[BBLISA] November meeting: Jim Gettys on Internet buffer bloat

Daniel Hagerty hag at linnaean.org
Wed Nov 7 15:56:06 EST 2012


Edward Ned Harvey <bblisa4 at nedharvey.com> writes:

> Let's assume a fast LAN getting congested through a WAN link.  There exists
> a router, which is buffering the traffic it receives from the LAN.  There
> exists such a thing as flow control.  At the mac layer, when the receiver
> buffer is getting sufficiently full, the receiver (router) sends the PAUSE
> frame (or newer more powerful alternatives) to the sender, on the LAN.  So
> the sender, in hardware, knows to back off a little bit.  The application,
> and even IP layer don't need to know about it.  No dropped packets.  Perfect
> efficiency and optimization.  The only thing that can go wrong is a router

    You are describing an open-loop controller.  This is actually how we
got here, when the distributed open loop was routinely overwhelming the
56k internet core, getting us to the current TCP congestion control
algorithm.  TCP's current algorithm is a closed loop in the face of some
assumptions that break down in the face of excessive buffering.

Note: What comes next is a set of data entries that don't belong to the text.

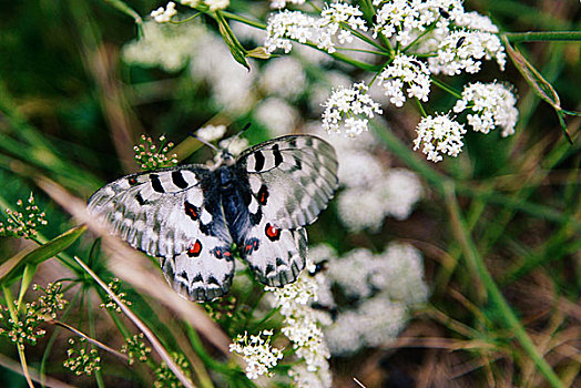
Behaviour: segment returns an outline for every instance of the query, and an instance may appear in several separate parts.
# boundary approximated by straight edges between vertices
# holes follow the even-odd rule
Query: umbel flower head
[[[456,102],[453,111],[469,111],[468,124],[476,132],[488,133],[497,126],[502,127],[502,137],[514,134],[519,119],[517,99],[510,86],[497,83],[469,83],[462,91],[462,99]]]
[[[354,137],[367,131],[368,119],[381,114],[379,103],[368,94],[365,83],[354,83],[351,88],[334,90],[323,104],[323,129],[327,132],[343,132]]]
[[[271,346],[272,336],[272,330],[249,337],[244,333],[230,344],[230,351],[239,354],[246,361],[246,376],[252,380],[262,375],[272,376],[269,370],[283,358],[283,351]]]
[[[418,136],[414,140],[414,150],[421,147],[428,161],[440,162],[444,159],[441,155],[458,156],[466,129],[448,115],[437,114],[421,119],[416,132]]]
[[[173,149],[173,143],[165,143],[165,135],[160,136],[160,143],[157,146],[150,136],[141,135],[141,142],[133,147],[133,151],[135,151],[135,161],[142,170],[171,167],[177,164],[176,154],[167,156]]]
[[[48,224],[44,212],[34,203],[32,193],[26,202],[18,200],[17,206],[18,211],[6,210],[8,221],[6,225],[0,223],[0,236],[33,238],[38,234],[37,227]]]

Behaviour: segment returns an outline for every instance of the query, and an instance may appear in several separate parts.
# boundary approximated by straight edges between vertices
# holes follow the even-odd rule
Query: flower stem
[[[437,85],[438,88],[447,91],[448,93],[450,93],[455,98],[457,98],[457,99],[461,99],[462,98],[461,93],[459,93],[458,91],[456,91],[452,88],[448,86],[446,83],[440,82],[438,79],[436,79],[434,76],[430,76],[430,80],[431,80],[431,82],[434,82],[435,85]]]
[[[504,32],[512,43],[538,41],[581,41],[581,31]]]

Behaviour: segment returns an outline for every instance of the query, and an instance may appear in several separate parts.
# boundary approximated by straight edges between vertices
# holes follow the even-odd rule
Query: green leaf
[[[246,61],[246,50],[242,47],[241,42],[230,28],[228,22],[220,11],[216,11],[216,21],[218,23],[220,34],[224,39],[224,42],[226,42],[232,57],[234,57],[236,62],[251,70],[251,65],[248,64],[248,61]]]
[[[84,231],[86,231],[85,226],[77,226],[38,248],[19,252],[0,265],[0,283],[8,284],[16,278],[24,265],[35,266],[60,254],[71,246],[72,243],[84,233]]]
[[[27,264],[24,267],[24,273],[22,274],[22,282],[20,283],[20,293],[18,294],[18,302],[17,306],[18,308],[22,308],[22,299],[24,298],[24,295],[27,294],[28,287],[32,283],[32,277],[34,277],[34,273],[37,272],[37,265],[35,264]]]
[[[273,55],[268,51],[266,51],[266,49],[263,45],[261,45],[256,49],[247,51],[246,57],[256,59],[269,59]]]
[[[561,108],[561,100],[559,99],[559,94],[557,93],[554,88],[549,83],[549,81],[547,81],[542,76],[542,74],[537,69],[534,69],[534,67],[529,61],[527,61],[524,55],[522,55],[519,50],[510,45],[510,42],[507,37],[502,37],[502,43],[507,48],[507,52],[510,59],[512,60],[512,63],[514,63],[514,67],[524,78],[527,83],[532,88],[534,93],[537,93],[537,95],[541,98],[541,100],[543,100],[554,109],[565,139],[569,141],[569,143],[573,144],[571,135],[567,130],[567,124],[564,123],[564,114],[563,109]]]

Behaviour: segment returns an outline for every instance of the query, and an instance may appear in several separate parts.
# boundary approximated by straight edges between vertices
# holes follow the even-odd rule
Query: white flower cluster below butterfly
[[[257,144],[234,159],[123,176],[89,211],[132,247],[160,257],[169,284],[191,300],[226,294],[233,243],[256,278],[281,287],[305,267],[307,234],[338,186],[335,150],[312,135]]]

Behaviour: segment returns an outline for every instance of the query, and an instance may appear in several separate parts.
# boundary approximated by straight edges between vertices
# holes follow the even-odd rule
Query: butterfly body
[[[305,266],[313,223],[338,186],[335,151],[310,135],[261,143],[213,167],[181,165],[121,177],[89,210],[131,246],[160,257],[184,297],[228,292],[233,243],[259,282],[283,286]]]

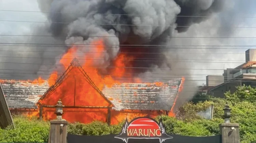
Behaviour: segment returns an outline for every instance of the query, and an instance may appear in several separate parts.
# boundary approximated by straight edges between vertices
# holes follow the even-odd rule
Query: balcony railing
[[[256,69],[242,69],[233,75],[233,78],[235,78],[238,76],[242,75],[243,74],[256,74]]]

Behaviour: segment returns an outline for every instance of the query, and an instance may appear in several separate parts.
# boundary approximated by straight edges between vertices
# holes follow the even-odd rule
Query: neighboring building
[[[223,76],[209,75],[206,76],[206,85],[199,87],[198,93],[202,95],[209,94],[211,90],[223,82]]]
[[[210,94],[223,97],[226,92],[230,91],[233,93],[237,90],[236,87],[244,84],[256,86],[256,49],[245,51],[245,63],[234,68],[224,70],[222,76],[224,82],[211,89]]]

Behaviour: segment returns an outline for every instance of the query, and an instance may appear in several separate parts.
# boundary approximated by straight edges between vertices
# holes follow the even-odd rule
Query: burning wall
[[[182,82],[180,79],[177,79],[167,83],[121,83],[109,76],[92,78],[93,81],[96,81],[94,82],[94,85],[99,87],[105,94],[103,95],[93,88],[91,83],[88,82],[85,76],[87,74],[77,60],[73,60],[66,68],[66,72],[58,80],[56,73],[54,72],[48,81],[40,78],[34,81],[2,80],[6,99],[10,102],[10,107],[23,111],[27,111],[26,108],[35,108],[35,102],[43,94],[38,101],[41,105],[55,105],[61,99],[66,106],[92,107],[86,109],[64,109],[63,118],[69,122],[106,122],[109,113],[106,107],[110,106],[113,108],[110,115],[111,123],[116,124],[126,117],[154,117],[164,113],[165,111],[170,110],[174,104]],[[122,70],[122,68],[115,70]],[[53,84],[54,82],[52,80],[58,81]],[[112,82],[107,82],[110,81]],[[51,85],[49,88],[49,85]],[[55,110],[44,108],[44,118],[55,118]],[[29,115],[39,115],[38,109],[30,111],[30,113]]]

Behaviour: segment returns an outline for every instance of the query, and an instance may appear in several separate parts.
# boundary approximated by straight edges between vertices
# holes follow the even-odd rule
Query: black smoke
[[[67,35],[63,40],[69,45],[86,47],[105,36],[100,38],[106,45],[102,54],[105,61],[101,64],[112,65],[119,53],[130,53],[127,54],[135,57],[133,67],[161,67],[164,64],[171,69],[164,55],[170,47],[164,45],[174,31],[185,32],[193,23],[207,19],[222,9],[222,1],[54,0],[49,1],[51,13],[47,17],[53,35]],[[41,7],[47,7],[43,4]],[[158,45],[162,46],[152,46]],[[79,51],[93,51],[84,48]],[[133,70],[141,73],[148,69]]]

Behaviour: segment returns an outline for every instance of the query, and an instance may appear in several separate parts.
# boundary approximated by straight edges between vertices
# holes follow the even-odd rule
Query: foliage
[[[219,124],[223,123],[223,108],[227,103],[231,110],[231,122],[239,124],[240,139],[242,143],[256,142],[256,90],[244,85],[238,87],[234,93],[227,92],[225,99],[207,97],[203,101],[188,102],[181,107],[176,117],[161,116],[166,132],[170,134],[184,136],[201,136],[219,134]],[[213,118],[204,119],[197,114],[205,111],[211,105],[214,106]],[[49,124],[21,116],[14,116],[16,129],[10,126],[0,129],[0,142],[47,142]],[[94,122],[84,124],[79,123],[68,124],[69,133],[80,135],[101,135],[117,134],[123,123],[108,126],[105,123]]]
[[[48,122],[22,116],[14,117],[13,122],[15,129],[10,126],[0,130],[0,142],[48,142]]]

    I'd suggest some reading on control theory for some understanding of
the differences and engineering tradeoffs.  It's old, compared to
computers, with 150 years of experience in exploding steam engines,
crashing cars, rocket engines shaking their rocket apart, and yes,
collapsing data networks.  It's full of subtle "the naive thing will
work up to here, and then it destroys itself" cases.  People earn PhDs
in it, and sometimes proceed to blow stuff up real good anyway.